Friday, February 27, 2009

Cancer: Lemons to Lemonade


Cancer is the diagnosis no one wants to hear. For some, treatment is getting better and survival rates are rising; for others it can be a death sentence. Still others find themselves in a sort of limbo, receiving chemotherapy, not getting much better, not getting worse. For much of the time, between chemo treatments, it's poor sleep, nausea, joint pains, general malaise, extreme fatigue and worse. The rest of the time the severity of the symptoms can lessen but they're never really gone.

Do they have to continue this way forever? What if they stop the chemo? Can they reduce the frequency? Can they reduce the dose? What are their options? Not unreasonable questions, are they?

Patients would welcome some guidance, some help in making a choice. If they ask their doctor, "What do the statistics show?" The answer will most often be, "We don't know"!

I have contacted the American Cancer Society, the National Cancer Institute, The FDA, and the Department of Health and Human Services trying to get these answers. Essentially they all said the same thing, they don't use historical hospital data. Eli Lilly, the maker of one recent cancer drug, Alimta, said the same thing adding only that the "standard dose is to be delivered every 21 days". When asked if they follow up hospital records to assess benefits or effectiveness of long term use they replied, "We don't have that data". After 6 months can the dose be safely reduced? "We don't have that data".

Surely patients have already made such choices in the past. Where is the information about those choices?
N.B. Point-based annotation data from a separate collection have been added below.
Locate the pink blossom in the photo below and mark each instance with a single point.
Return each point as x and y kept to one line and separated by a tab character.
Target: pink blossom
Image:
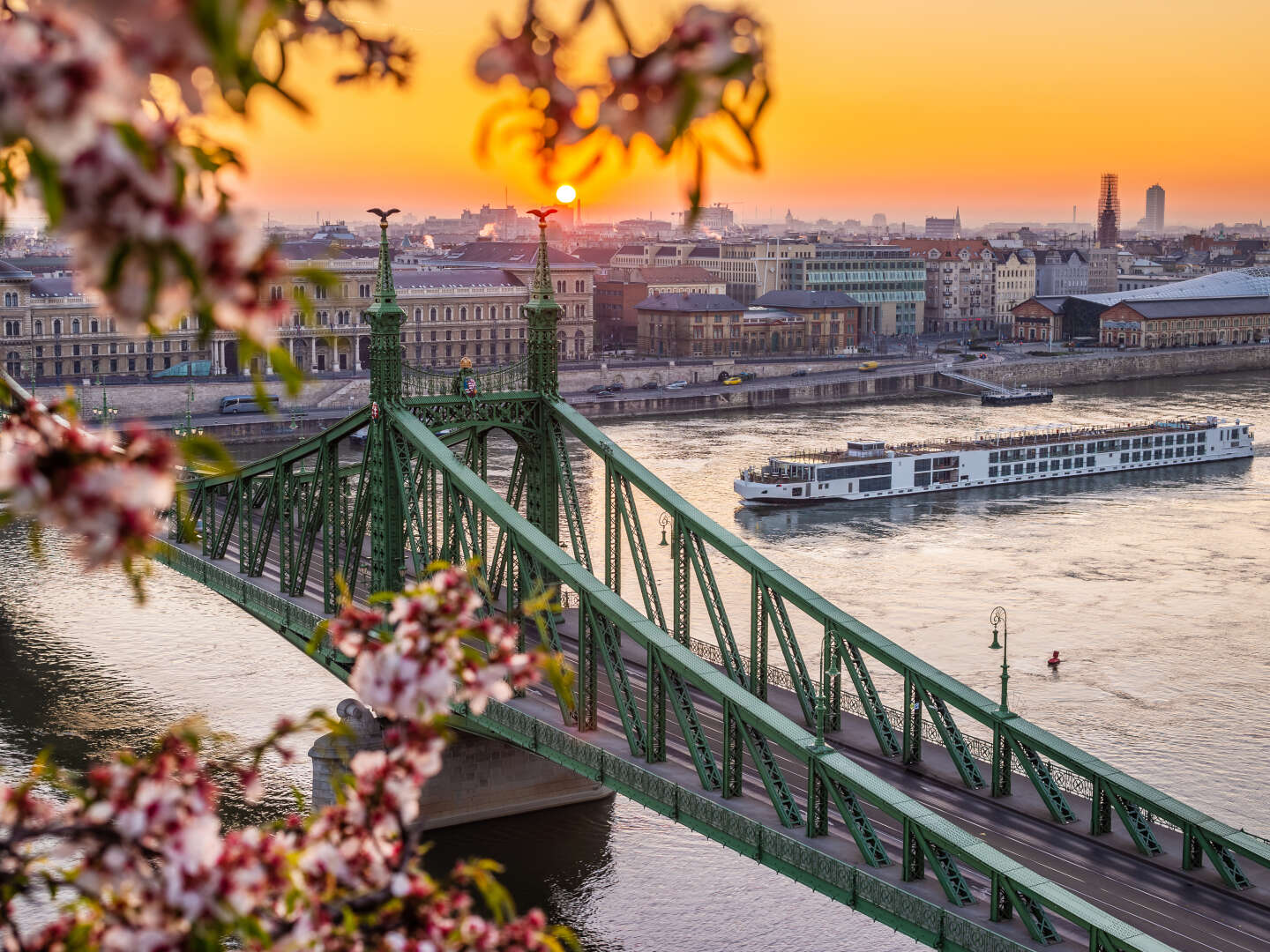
64	475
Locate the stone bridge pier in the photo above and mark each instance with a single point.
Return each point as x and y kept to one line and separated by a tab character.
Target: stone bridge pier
481	779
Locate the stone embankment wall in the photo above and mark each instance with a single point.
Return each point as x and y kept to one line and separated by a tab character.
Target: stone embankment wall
803	391
168	398
1072	371
344	394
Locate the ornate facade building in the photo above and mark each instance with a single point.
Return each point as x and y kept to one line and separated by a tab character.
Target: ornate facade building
54	334
462	305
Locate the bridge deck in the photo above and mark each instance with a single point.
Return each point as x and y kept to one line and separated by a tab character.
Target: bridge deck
1186	911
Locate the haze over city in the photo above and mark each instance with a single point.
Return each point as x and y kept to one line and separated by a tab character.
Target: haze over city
1006	112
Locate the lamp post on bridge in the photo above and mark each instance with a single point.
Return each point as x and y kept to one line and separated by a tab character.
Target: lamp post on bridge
998	621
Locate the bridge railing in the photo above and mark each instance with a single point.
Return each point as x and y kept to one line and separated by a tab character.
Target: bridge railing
423	381
1050	763
750	724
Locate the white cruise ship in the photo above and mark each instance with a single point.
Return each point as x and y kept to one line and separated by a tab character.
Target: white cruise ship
870	469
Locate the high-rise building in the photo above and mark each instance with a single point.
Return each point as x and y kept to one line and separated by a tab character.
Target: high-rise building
944	227
1156	210
886	280
1109	210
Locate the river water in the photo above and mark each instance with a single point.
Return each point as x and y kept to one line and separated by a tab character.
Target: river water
1151	584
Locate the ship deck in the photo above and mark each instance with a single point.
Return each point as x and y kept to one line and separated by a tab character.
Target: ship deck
1029	437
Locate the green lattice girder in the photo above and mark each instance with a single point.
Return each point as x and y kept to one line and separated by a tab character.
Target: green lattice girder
961	848
952	692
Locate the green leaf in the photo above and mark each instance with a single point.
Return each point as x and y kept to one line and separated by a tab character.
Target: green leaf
207	456
45	169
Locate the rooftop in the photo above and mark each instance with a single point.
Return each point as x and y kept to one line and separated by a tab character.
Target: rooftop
689	302
456	279
54	287
684	273
1246	282
508	253
805	299
1199	306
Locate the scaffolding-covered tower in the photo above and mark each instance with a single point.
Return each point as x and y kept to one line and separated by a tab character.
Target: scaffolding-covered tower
1109	211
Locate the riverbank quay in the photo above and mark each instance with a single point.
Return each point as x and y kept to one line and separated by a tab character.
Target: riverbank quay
827	381
900	381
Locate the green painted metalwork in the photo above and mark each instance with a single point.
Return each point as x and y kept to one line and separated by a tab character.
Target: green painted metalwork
446	508
387	517
952	740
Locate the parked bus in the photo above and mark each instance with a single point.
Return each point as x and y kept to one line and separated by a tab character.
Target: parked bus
247	404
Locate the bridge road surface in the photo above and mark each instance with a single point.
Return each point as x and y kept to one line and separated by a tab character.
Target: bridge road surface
1192	911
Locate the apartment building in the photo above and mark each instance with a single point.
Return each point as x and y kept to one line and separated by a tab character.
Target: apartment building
960	283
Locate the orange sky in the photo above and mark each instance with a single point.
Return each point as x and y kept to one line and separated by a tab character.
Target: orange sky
907	107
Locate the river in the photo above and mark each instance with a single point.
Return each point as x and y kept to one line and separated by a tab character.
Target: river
1151	584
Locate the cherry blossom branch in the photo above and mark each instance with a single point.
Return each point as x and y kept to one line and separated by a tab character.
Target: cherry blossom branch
709	65
138	845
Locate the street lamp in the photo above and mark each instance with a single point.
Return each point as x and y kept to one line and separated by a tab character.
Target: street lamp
107	412
188	429
998	620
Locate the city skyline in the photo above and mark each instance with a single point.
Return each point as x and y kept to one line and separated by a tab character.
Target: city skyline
893	140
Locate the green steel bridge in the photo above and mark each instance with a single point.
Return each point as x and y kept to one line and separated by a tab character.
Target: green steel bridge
957	822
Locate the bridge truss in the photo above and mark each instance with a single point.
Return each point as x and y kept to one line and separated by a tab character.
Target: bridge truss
721	740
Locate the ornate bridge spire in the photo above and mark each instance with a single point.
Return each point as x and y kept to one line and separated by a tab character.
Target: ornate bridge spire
385	316
542	314
387	508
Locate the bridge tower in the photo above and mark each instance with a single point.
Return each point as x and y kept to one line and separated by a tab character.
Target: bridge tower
542	314
387	507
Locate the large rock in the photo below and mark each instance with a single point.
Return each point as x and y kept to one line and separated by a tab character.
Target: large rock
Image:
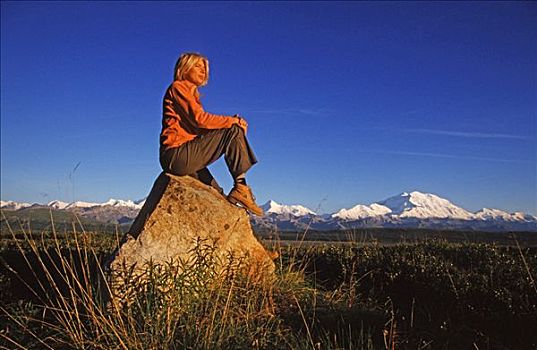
181	212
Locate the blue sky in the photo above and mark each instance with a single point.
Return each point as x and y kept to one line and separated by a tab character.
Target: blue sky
348	102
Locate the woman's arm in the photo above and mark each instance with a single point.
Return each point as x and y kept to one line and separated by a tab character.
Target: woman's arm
200	118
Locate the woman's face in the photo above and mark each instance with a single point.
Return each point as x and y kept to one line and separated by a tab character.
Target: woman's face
197	74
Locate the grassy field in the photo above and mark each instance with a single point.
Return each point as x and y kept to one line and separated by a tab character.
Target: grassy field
377	290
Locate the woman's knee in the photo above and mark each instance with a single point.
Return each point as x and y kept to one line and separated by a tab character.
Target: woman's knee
236	130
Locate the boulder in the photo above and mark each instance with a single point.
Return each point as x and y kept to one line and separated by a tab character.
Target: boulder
179	213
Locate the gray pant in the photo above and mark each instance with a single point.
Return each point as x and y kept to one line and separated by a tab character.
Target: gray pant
193	157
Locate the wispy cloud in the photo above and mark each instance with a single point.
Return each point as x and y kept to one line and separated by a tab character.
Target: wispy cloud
454	156
466	134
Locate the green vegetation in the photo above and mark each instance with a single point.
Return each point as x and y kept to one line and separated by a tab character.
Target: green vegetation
424	295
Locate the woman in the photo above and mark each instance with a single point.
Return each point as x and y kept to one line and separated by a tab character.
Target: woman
191	138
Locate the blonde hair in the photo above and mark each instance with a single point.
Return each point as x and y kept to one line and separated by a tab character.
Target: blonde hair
186	62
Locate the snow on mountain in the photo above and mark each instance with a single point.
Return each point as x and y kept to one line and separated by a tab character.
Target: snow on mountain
13	205
57	204
424	205
492	214
271	207
80	204
361	211
121	203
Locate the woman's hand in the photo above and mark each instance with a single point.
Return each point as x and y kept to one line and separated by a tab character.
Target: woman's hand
241	123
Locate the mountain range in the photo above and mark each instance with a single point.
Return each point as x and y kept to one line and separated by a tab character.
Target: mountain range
409	210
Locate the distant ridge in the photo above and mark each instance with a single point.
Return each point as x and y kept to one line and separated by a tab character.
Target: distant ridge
407	209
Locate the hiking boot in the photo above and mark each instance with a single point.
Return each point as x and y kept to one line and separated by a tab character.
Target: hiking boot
242	194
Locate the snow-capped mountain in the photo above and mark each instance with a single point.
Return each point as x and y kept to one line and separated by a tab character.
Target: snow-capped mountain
13	205
424	205
80	204
57	204
271	207
122	203
407	209
361	211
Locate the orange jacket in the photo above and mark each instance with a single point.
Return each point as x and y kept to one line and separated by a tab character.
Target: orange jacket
183	117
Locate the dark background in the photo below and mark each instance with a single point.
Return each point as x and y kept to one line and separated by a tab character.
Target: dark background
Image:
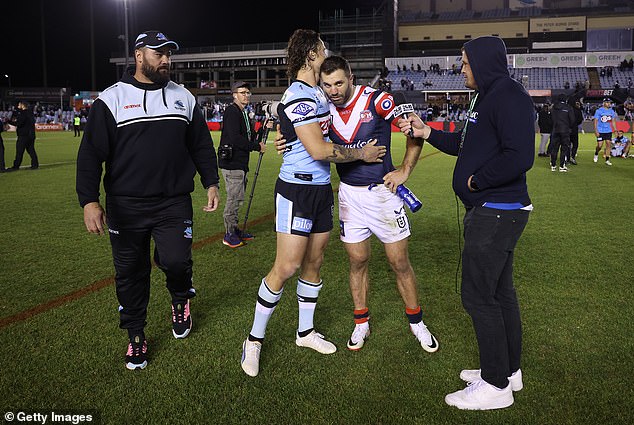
58	33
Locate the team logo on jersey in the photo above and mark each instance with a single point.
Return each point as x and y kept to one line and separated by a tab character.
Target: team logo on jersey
303	109
387	104
365	116
302	224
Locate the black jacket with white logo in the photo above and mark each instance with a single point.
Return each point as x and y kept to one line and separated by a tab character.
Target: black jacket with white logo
153	138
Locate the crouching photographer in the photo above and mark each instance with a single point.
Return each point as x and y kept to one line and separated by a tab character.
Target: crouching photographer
236	142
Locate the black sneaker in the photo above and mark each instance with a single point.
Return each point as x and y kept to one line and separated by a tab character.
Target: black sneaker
136	357
245	236
181	319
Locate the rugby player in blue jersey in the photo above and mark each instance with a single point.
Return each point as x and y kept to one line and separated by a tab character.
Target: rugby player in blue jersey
604	124
304	201
367	204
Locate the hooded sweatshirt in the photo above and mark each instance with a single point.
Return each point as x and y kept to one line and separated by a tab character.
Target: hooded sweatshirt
152	137
499	138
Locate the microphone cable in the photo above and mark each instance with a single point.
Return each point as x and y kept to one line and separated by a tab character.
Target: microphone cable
459	244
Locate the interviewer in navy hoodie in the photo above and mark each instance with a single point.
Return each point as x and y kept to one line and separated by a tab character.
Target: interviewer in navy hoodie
495	150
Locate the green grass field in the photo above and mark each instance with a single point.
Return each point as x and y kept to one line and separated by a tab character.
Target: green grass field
61	352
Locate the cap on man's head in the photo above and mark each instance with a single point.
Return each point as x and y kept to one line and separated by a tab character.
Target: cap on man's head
239	84
154	40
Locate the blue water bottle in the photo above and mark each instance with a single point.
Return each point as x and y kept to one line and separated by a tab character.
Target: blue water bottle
409	198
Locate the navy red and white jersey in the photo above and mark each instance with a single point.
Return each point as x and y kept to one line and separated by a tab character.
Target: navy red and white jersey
303	104
368	115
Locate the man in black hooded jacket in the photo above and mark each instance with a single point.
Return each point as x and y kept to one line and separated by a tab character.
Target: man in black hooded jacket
495	149
25	129
563	122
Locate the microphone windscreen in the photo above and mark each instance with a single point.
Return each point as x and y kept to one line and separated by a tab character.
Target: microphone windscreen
399	98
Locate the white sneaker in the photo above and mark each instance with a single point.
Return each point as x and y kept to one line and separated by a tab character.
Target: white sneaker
360	333
251	357
426	339
480	395
472	375
315	341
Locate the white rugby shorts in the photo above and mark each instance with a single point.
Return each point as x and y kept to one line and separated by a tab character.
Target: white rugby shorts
364	211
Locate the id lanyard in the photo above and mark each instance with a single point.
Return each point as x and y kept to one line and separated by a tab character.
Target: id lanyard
466	124
246	120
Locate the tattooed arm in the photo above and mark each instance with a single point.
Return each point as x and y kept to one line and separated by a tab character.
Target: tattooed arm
313	140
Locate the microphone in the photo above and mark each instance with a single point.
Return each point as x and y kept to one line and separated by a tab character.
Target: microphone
403	109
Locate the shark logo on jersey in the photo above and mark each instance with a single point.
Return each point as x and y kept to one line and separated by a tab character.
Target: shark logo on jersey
303	109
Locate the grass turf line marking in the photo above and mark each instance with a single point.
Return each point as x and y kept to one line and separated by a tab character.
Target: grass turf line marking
100	284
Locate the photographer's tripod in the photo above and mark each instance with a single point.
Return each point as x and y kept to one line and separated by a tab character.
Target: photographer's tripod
262	137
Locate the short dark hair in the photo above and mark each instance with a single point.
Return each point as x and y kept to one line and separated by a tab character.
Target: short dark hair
334	63
300	44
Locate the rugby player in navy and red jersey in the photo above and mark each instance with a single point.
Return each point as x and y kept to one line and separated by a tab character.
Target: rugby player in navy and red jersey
304	201
367	204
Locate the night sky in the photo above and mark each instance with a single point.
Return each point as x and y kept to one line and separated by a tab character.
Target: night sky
192	23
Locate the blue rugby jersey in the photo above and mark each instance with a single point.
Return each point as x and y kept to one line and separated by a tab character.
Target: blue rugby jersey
303	104
368	115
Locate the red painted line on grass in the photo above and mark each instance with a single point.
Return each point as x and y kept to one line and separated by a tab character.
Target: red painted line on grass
100	284
103	283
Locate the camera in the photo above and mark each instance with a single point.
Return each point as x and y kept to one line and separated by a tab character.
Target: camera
267	109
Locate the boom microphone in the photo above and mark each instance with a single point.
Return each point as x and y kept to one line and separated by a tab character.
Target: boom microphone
403	109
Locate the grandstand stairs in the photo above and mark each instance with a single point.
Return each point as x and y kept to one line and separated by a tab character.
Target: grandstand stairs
412	96
593	78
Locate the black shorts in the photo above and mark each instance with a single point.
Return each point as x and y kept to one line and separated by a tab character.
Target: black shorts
302	209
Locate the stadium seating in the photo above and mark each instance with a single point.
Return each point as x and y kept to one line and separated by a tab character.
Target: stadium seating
617	75
537	78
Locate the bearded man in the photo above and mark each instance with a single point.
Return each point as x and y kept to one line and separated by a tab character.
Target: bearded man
152	137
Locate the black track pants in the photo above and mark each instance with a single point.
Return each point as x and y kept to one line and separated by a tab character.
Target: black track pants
132	222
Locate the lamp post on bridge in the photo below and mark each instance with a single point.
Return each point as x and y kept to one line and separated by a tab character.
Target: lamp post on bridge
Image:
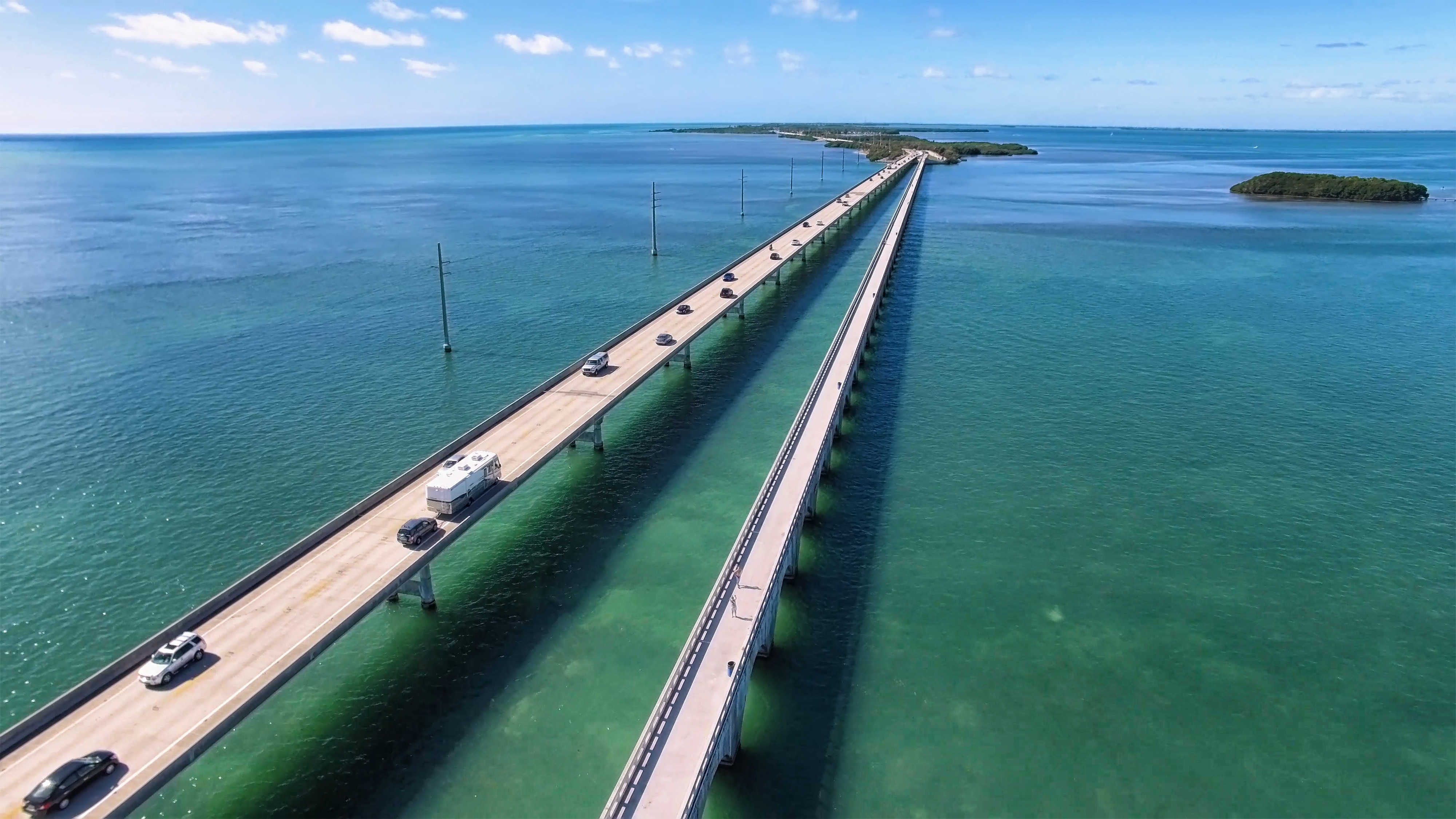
654	219
445	318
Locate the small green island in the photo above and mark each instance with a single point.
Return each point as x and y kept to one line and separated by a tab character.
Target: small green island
876	142
1332	187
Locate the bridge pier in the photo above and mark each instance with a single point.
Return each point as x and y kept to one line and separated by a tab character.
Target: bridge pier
684	355
593	434
419	586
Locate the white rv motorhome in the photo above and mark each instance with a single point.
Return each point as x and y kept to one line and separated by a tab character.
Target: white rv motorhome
462	480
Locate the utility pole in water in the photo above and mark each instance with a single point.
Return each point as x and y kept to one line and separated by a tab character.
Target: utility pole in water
654	219
445	318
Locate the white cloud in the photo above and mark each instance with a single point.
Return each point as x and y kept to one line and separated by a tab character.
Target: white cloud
391	12
542	44
828	9
344	31
186	33
602	55
643	50
1301	90
164	65
423	69
739	53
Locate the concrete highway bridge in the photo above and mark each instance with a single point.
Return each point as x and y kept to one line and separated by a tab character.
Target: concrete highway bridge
697	722
269	626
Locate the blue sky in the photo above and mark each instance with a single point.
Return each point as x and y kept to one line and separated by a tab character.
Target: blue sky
81	66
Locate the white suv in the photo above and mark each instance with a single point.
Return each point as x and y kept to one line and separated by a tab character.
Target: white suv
184	650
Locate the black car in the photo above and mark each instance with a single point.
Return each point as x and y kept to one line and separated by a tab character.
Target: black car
58	790
417	530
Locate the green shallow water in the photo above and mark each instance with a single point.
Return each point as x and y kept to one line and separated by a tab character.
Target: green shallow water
1145	505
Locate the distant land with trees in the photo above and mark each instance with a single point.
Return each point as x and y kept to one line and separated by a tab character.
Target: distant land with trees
876	142
1332	187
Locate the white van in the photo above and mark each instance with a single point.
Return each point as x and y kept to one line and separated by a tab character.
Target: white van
461	482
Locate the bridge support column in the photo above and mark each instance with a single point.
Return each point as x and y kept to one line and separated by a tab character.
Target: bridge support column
765	639
791	563
684	355
419	586
592	434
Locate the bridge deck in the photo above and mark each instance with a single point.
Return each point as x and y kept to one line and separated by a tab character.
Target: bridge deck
697	720
276	627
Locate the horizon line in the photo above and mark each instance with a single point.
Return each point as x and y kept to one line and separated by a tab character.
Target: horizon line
11	136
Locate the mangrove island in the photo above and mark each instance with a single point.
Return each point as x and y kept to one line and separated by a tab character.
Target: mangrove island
876	142
1332	187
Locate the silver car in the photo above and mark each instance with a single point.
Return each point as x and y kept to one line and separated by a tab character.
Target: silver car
184	650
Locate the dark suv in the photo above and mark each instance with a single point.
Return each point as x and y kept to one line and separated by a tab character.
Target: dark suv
417	530
58	790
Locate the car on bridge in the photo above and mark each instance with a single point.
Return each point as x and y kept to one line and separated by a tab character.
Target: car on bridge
595	365
184	650
58	790
417	530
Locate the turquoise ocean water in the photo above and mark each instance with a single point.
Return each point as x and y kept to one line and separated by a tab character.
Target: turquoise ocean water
1145	506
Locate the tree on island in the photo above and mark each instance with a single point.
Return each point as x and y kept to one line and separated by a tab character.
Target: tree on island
1332	187
876	142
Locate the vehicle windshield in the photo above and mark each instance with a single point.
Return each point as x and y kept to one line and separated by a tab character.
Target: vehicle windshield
44	790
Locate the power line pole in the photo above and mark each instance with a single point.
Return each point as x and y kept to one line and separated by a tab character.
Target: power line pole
654	219
445	318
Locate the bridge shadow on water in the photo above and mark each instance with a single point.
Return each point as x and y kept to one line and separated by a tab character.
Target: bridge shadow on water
800	694
395	707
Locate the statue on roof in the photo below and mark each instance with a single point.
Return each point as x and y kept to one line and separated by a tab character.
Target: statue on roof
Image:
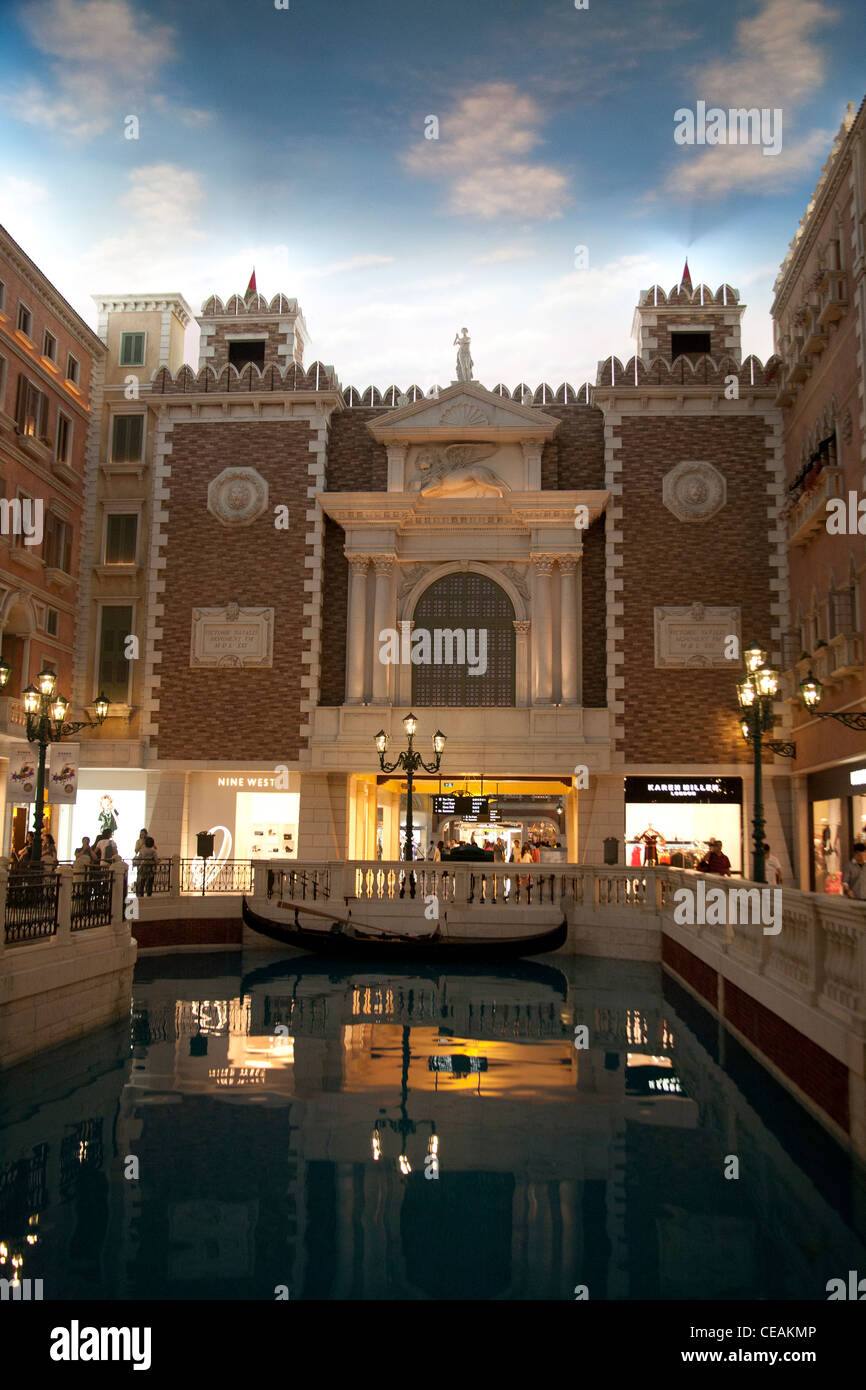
464	362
The sad truth is that the data is there, in every hospital, in patient records. It simply is not coordinated and analyzed. I asked an oncologist at the Dana Farber Cancer Center, one of the worlds finest cancer hospitals, if they pull their past data together to help answer these questions; "We don't have such studies." Individual doctors of course can review their own cases and try to draw conclusions but doctors are very busy treating patients and don't have the time or expertise to consolidate this data in a way that is scientifically useful. How ironic.

Pharmaceutical companies spend millions doing prospective studies on the safety and effectiveness of new drugs but once the drugs are brought to market there apparently is no effort to evaluate effectiveness after prolonged use. There should be follow-up. These questions deserve answers.

What if certain cancer drugs become less effective over time? These are not innocuous chemicals. They are toxic, they kill good cells along with the bad cancer cells, they make patients feel awful, and they cost a fortune. And when asked if their effectiveness diminishes over time we're told, "We don't know".

The federal government has announced a push to standardize and computerize patient hospital records to reduce errors and cut costs. This is a good thing.

And we should build on this and make it possible for investigators to access this data to analyze continued effectiveness of various treatments for cancer as well as other diseases. If the records were designed with a standardized format to include all data necessary for a scientifically valid retrospective analysis it would provide an enormous amount of information for doctors and patients. We have an extraordinary opportunity here in Rhode Island to do this. The data is there, waiting, in our hospitals and across the country.

What if we found that some long term treatments can be significantly reduced without danger? Think of the savings, think of the benefits to patients. It be wonderful for the Rhode Island Department of Health to embark on such a mission - to standardize and digitize all patient records while respecting patient privacy.

Rhode Island currently does keep track of cancer and related diseases (see Hospital Association of Rhode Island), but the reporting is not exhaustive and does not systematically track individual changes to treatment and their effect on outcomes.

This initiative will require creation of a team drawn from the Rhode Island medical community, including hospital and medical school staff, whose task it will be to standardize medical records, gather, analyze and publish the results in journals and on-line. This effort could serve as a model in which Rhode Island's medical community leads the way and helps our doctors provide even better medical care for our citizens.